October 18, 2019

Random Gibberish Design Thoughts

One of the prevailing strategies in interactive, cyoa-style narrative is the tracking of 'storylines' through a progress meter. The idea is to reduce the effect of the bottlenecked storytelling that cyoa-style is restricted to, which is a problem. As one makes choices that branch the main plot, other story variables take place to help add to the depth of choice, or at least the illusion of it.

As a very simple example: imagine when you were playing Shepard from Mass Effect. As you made more Paragon or Renegade choices, how your character looked and how others reacted to them changed over time. Also, what choices you could make.

So definitely more of this happening, except every variance should modify the whole world, not just appearance or reactions. How others change their behavior as they deal with you, say going from cold to warm. Or how the landscape is transformed by choices you've made in chapters prior. That sort of thing. I don't know if this makes sense. Sorry about that!

Back to the problem of bottlenecking. It's meant as a way to anchor the narrative so that the branching doesn't reach a point of massive incongruity. Imagine attempting to juggle 16 different plot lines across multiple chapters. It would be chaos, and it wouldn't be hard to get there at all.

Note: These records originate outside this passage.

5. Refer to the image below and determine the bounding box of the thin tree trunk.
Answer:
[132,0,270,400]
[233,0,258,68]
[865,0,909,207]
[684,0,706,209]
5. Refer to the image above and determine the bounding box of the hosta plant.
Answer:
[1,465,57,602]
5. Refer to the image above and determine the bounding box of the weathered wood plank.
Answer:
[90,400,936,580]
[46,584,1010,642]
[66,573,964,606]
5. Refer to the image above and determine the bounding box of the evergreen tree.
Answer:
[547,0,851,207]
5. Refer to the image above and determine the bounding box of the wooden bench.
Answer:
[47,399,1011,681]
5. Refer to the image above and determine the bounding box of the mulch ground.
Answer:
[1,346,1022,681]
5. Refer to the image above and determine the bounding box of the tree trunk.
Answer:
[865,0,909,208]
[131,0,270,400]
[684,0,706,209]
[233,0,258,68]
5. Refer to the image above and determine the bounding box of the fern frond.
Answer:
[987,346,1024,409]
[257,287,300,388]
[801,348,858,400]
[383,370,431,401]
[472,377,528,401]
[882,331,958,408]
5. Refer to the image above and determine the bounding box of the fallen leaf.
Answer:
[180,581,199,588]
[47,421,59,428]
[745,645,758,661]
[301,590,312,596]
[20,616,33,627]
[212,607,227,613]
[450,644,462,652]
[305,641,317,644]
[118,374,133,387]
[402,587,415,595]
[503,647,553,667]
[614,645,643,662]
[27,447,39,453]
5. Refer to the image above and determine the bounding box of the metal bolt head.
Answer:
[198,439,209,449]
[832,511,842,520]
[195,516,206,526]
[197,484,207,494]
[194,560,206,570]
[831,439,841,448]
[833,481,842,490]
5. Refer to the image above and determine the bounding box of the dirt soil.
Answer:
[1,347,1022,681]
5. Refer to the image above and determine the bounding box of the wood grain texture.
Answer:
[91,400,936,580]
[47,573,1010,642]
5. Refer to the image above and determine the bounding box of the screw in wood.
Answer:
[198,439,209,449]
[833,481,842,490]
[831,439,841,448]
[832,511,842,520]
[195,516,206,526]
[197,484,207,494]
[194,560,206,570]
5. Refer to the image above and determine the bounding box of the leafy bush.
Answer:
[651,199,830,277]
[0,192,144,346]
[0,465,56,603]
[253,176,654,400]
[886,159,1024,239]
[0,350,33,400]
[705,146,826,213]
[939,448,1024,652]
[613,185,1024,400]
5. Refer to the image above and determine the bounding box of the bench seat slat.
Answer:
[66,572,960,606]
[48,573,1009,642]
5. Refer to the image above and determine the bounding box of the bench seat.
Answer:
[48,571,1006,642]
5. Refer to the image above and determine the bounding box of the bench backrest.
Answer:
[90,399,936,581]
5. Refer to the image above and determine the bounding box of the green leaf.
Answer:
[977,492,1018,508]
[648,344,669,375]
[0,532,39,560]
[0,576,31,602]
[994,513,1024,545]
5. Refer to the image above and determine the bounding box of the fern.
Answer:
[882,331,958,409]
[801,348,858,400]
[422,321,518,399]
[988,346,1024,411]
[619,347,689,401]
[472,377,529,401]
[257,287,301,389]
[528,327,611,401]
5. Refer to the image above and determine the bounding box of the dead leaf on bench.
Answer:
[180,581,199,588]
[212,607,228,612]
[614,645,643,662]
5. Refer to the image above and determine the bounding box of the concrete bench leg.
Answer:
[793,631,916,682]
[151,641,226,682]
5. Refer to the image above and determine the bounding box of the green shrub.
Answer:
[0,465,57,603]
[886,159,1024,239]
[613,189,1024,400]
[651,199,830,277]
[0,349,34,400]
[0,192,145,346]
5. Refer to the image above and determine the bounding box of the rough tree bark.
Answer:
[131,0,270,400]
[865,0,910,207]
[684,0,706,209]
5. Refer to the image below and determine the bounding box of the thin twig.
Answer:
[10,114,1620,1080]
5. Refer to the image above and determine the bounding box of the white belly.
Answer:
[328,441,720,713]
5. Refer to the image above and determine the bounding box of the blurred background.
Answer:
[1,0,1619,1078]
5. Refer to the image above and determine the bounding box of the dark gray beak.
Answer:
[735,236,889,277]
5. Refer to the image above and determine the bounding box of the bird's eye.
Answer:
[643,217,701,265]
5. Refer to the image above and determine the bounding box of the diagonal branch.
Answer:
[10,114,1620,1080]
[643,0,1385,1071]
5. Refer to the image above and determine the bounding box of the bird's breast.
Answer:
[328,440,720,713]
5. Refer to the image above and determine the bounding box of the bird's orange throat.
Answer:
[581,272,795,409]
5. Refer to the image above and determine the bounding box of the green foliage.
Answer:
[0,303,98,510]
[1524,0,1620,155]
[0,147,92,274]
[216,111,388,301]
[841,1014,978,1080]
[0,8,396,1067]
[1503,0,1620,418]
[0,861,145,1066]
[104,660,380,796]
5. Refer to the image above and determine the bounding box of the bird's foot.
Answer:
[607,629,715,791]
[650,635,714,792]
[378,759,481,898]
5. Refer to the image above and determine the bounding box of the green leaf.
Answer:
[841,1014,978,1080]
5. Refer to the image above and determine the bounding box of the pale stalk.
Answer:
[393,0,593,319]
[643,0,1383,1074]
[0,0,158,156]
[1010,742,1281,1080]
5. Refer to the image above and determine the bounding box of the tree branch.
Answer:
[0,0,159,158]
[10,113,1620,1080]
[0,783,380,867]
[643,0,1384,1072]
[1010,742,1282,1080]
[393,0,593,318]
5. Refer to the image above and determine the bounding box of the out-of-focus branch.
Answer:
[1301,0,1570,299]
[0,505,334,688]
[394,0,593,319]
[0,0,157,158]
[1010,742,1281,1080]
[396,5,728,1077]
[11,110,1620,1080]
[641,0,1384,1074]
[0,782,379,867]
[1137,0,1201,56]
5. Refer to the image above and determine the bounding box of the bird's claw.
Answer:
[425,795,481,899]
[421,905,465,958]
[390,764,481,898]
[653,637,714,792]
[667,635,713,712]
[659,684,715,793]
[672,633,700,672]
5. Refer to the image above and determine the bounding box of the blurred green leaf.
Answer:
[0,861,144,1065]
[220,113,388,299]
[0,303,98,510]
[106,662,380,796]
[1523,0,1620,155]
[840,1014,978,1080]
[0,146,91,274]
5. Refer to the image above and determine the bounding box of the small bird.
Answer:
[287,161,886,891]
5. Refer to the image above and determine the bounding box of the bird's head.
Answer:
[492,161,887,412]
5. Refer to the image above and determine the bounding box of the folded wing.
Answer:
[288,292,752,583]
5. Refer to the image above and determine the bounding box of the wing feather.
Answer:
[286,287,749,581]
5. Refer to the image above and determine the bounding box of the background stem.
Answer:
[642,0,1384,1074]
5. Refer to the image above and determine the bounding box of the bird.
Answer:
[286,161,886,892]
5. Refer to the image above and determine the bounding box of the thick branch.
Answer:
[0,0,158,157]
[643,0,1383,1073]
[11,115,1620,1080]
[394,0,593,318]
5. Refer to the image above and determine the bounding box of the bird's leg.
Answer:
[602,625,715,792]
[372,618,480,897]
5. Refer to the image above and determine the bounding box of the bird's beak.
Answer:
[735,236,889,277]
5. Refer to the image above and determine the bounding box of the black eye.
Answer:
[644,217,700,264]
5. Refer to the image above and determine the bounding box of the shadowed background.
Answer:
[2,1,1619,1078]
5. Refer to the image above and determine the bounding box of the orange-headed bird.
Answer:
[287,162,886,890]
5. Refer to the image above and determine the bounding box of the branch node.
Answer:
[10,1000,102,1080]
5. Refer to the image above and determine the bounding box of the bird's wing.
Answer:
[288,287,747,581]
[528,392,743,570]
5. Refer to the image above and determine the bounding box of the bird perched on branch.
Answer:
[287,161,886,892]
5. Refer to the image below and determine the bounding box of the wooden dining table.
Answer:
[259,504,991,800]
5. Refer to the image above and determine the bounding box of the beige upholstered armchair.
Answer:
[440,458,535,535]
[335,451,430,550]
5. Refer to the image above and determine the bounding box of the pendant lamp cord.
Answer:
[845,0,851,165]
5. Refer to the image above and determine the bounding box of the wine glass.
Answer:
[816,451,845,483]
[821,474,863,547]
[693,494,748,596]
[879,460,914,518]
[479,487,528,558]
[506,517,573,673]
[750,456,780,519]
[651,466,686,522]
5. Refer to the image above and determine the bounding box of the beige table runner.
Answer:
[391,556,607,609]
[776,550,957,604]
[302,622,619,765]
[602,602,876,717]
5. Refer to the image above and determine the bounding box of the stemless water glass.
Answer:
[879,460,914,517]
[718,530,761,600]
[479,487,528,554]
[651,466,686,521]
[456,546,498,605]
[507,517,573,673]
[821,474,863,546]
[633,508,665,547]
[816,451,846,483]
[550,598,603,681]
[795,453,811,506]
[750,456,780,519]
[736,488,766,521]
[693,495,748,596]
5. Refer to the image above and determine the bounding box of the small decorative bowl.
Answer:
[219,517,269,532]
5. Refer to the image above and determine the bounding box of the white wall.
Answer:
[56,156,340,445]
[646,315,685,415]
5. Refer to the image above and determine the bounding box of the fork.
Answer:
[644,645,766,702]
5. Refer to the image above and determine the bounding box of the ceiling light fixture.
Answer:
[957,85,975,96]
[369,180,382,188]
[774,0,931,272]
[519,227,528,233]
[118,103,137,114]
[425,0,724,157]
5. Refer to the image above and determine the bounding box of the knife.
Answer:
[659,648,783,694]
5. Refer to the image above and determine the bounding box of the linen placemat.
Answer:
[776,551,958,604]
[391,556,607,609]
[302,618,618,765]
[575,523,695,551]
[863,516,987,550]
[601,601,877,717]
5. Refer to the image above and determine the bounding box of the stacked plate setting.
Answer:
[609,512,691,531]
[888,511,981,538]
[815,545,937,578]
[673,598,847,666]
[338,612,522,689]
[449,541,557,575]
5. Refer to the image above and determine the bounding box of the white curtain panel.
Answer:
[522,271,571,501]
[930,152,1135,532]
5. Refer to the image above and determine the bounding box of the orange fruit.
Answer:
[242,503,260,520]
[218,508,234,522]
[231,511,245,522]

But perhaps I can still deal with a couple of different branches throughout, each one branching out once or twice more up to the third arc. I can then start weaving them back together over the course of the last two arcs.

Er, apologies for not mentioning it earlier - I plan to write this story in five arcs. I have a pretty good idea of what each arc is going to touch on, but not exactly sure how many individual chapters it will take to say so. I imagine that the third arc will be the largest and most cumbersome. Each chapter will have a number of branching plot lines, which will eventually weave their way towards the three main endings.

Though it seems fairly rigid, the base plot line is really just the framework. I imagine that a good amount of the content within will be generated based on the aforementioned progress meter. I also want to experiment with procedural generation in this. Just a little bit for now.

Ok, gotta go for now. More soon.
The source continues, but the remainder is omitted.